Remis w hicie kolejki
Lider zmagań nie zawiódł i w wyjazdowym meczu postarał się o jeden punkt. Gwardziści po meczu walki wywieźli ze szczecina jeden punkt. Gola na wagę remisu zdobył w pierwszej minucie drugiej części Piotr Hołub. Koszalinianie znakomicie rozpoczęli ten pojedynek. W trzeciej minucie na strzał zdecydował się Hołub, a bramkarz Hutnika sparował na róg piłkę. Chwilę później Grodzicki miał kapitalną okazje. Kapitan gwardzistów uderzył z siedmiu metrów. Posłał piłkę jednak zbyt lekko i padła ona łupem golkipera.
Grodzicki miał jeszcze jedną wyborną szansę. uderzył z wolnego. Bita mocno z ok. 22 metrów piłka zmierzała niechybnie w okienko bramki Hutnika. Bramkarz gospodarzy w pięknym stylu zdołał obronić i to uderzenie. W 29. min Hutnik wykonywał rzut wolny. Piłkę z ok. 35 metra dośrodkował w narożnik pola bramkowego pomocnik szczecinian. Kaźmierczak popełnił błąd próbując złapać futbolówkę. Wypuścił ją bowiem, a Tychowski wykorzystał prezent i było 1;0 dla gospodarzy. Po zmianie stron koszalinianie szybko doprowadzili do remisu. Akcję prawą stroną przeprowadził Wojciechowski, a Hołub uprzedzając bramkarza głową umieścił piłkę w siatce.

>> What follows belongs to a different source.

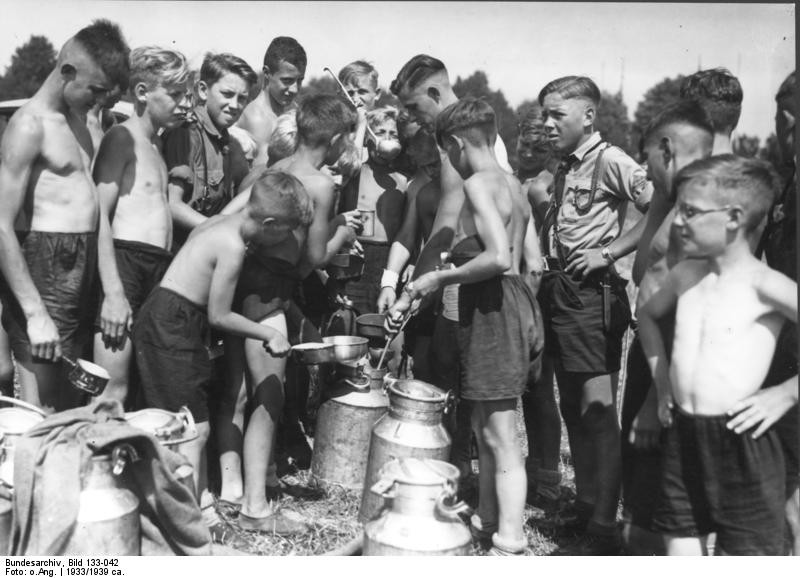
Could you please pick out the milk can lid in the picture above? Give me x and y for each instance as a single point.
(420, 471)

W drugiej części więcej z gry mieli gospodarze. oni też byli bliżsi zwycięstwa. Na zmianę wyniku w ekipie gwardzistów miał jedynie Hołub, ale zamiast strzelać wdał się w niepotrzebny drybling. - ten remis jest naszą wygraną. Zdobyliśmy punkt po olbrzymiej walce. Rywal dziś postawił nam wysoko poprzeczkę. Na wyróżnienie zasłużył cały zespół. Także Kaźmierczak, który przy stracie gola popełnił błąd - powiedział Mirosław Skórka, trener gwardzistów.